作者: Song, Hailiang 1 ; Zhang, Qin 4 ; Hu, Hongxia 1 ;

作者机构: 1.Beijing Acad Agr & Forestry Sci, Fisheries Sci Inst, Beijing 100068, Peoples R China

2.Beijing Key Lab Fisheries Biotechnol, Beijing 100068, Peoples R China

3.Minist Agr & Rural Affairs, Key Lab Sturgeon Genet & Breeding, Hangzhou 311799, Peoples R China

4.Shandong Agr Univ, Shandong Prov Key Lab Anim Biotechnol & Dis Contro, Tai An 271001, Peoples R China

关键词: autopolyploid species; genomic prediction; genomic best linear unbiased prediction; allele dosages; dominance effects

期刊名称:BRIEFINGS IN BIOINFORMATICS ( 影响因子:6.8; 五年影响因子:7.9 )

ISSN: 1467-5463

年卷期: 2024 年 25 卷 2 期

页码:

收录情况: SCI

摘要: Given the universality of autopolyploid species in nature, it is crucial to develop genomic selection methods that consider different allele dosages for autopolyploid breeding. However, no method has been developed to deal with autopolyploid data regardless of the ploidy level. In this study, we developed a modified genomic best linear unbiased prediction (GBLUP) model (polyGBLUP) through constructing additive and dominant genomic relationship matrices based on different allele dosages. polyGBLUP could carry out genomic prediction for autopolyploid species regardless of the ploidy level. Through comprehensive simulations and analysis of real data of autotetraploid blueberry and guinea grass and autohexaploid sweet potato, the results showed that polyGBLUP achieved higher prediction accuracy than GBLUP and its superiority was more obvious when the ploidy level of autopolyploids is high. Furthermore, when the dominant effect was added to polyGBLUP (polyGDBLUP), the greater the dominance degree, the more obvious the advantages of polyGDBLUP over the diploid models in terms of prediction accuracy, bias, mean squared error and mean absolute error.

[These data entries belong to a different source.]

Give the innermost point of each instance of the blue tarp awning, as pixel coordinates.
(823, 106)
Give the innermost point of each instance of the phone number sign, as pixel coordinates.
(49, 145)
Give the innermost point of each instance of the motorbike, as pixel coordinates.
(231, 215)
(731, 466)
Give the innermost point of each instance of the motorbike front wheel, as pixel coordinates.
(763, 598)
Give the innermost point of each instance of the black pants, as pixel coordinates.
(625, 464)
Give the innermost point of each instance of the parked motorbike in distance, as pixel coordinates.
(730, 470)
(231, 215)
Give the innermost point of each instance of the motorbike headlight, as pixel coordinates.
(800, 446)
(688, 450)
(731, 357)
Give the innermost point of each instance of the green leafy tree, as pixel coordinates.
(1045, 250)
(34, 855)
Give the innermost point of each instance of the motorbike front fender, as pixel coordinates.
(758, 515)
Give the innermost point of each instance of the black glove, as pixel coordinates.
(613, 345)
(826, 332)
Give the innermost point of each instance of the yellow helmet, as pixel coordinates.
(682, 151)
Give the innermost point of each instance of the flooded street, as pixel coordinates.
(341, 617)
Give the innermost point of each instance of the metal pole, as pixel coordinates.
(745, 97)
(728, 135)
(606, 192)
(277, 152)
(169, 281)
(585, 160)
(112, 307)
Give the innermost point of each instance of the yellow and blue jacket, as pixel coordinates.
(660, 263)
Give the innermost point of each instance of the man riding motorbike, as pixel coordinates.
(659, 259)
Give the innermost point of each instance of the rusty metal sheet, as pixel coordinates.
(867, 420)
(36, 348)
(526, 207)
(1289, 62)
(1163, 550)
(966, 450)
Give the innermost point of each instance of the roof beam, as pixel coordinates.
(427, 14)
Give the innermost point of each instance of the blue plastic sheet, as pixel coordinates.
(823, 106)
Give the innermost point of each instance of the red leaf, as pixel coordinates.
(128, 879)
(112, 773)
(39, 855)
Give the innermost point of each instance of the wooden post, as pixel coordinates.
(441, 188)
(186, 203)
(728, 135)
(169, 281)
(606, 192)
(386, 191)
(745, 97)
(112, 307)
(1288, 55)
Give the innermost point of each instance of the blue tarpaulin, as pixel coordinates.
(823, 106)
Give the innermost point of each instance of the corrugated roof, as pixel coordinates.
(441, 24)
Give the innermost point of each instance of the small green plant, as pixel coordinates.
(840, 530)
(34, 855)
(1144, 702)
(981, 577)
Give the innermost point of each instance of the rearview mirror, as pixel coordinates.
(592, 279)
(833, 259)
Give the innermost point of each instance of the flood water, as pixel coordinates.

For real data, the superiority of polyGBLUP over GBLUP appeared in blueberry and sweet potato populations and a part of the traits in guinea grass population due to the high correlation coefficients between diploid and polyploidy genomic relationship matrices. In addition, polyGDBLUP did not produce higher prediction accuracy than polyGBLUP for most traits of real data as dominant genetic variance was not captured for these traits. Our study will be a significant promising method for genomic prediction of autopolyploid species.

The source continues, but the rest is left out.